3. You judge others' behavior as right or wrong and passive-aggressively withhold attention until they fall in line with your expectations. Sitting in silent judgment is a master form of control。你对他人的评判非黑即白;你善于应用消极攻击法,忍气吞声,直到对方最终达到你心目中的要求。“喜欢不动声色地暗中评判”是控制狂的显著特征之一。

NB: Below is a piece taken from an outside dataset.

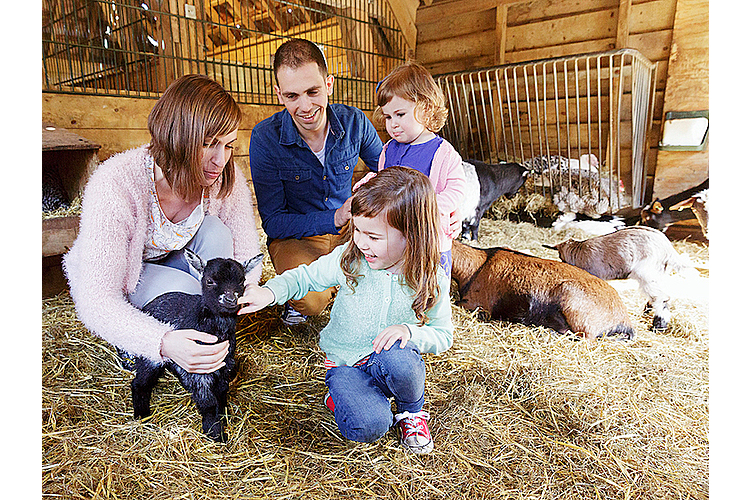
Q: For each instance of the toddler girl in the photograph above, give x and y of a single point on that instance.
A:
(393, 304)
(413, 108)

4. You offer “constructive criticism” as a veiled attempt to advance your own agenda。为了满足自己的议程表,你时常不动声色地提供“建设性意见”。
5. You change who you are or what you believe so that someone will accept you. Instead of just being yourself, you attempt to incept others by managing their impression of you。为了使别人接受自己,你愿意改变自己原本的样子和信仰。与其以原本相貌坦诚面对他人,你更愿意通过改变自身形象,达到操控别人的目的。
6. You present worst-case scenarios in an attempt to influence someone away from certain behaviors and toward others. This is also called fear mongering。为了感化他人,使其改掉某些习惯,你不惜动用一切手段。这种方法也称为“恐惧散布法”。
7. You have a hard time with ambiguity and being OK with not knowing something。你对模棱两可的事物接受度极低;你同样不允许“不知情”的情况在自己身上发生。
8. You intervene on behalf of people by trying to explain or dismiss their behaviors to others。
You believe that if you can change another person's undesirable behavior, then you will be happier or more fulfilled. You make someone else responsible for how you feel。你通过解释或忽视他人的言行,以达到干预别人的效果。“如果我能改变别人,让他去做从前不愿意做的事情,那我便能从中得到快乐、充实的感觉。”对此你深信不疑。你无形中把自己的情绪建立在了别人的身上。
The thing is, you are only responsible for you. The road to better relationships alwaysstarts with you. Rather than attempt to control everyone else, work on becoming a better version of yourself. Here are a few ideas:但事实是:你只能对自己负责。若想和他们拥有美好的关系,你必须检视自己。与其控制他人,不如改善自己。以下是一些小贴士:
Be vulnerable with people。偶尔也要示弱。
Never compromise your self-respect by altering your core beliefs。永远不要为了达到目标而委屈自己的尊严和信仰。
Be realistic about your expectations of others。接受现实,勇敢面对别人与自己高期待的差距。
Quit the passive-aggressive nonsense--be direct。杜绝消极攻击行为,有话直说。
Accept that a large portion of life is laced with unknowns。生命的很大一部分是由未知决定的——接受现实吧。
Embrace confrontation--it really is sometimes the only thing you can do。拥抱对峙——因为除了勇敢面对,很多时候你并没有更好的办法。
Take responsibility for your own happiness。为自己的快乐负责。
If you work on your own improvement instead of trying to control others, healthier relationships at work, as well as everywhere else, will then come to you as a result。若你能改掉控制他人的想法,转而改进自身,你会发现工作中、生活中等一切的人际关系,似乎都渐渐变得更为美好了。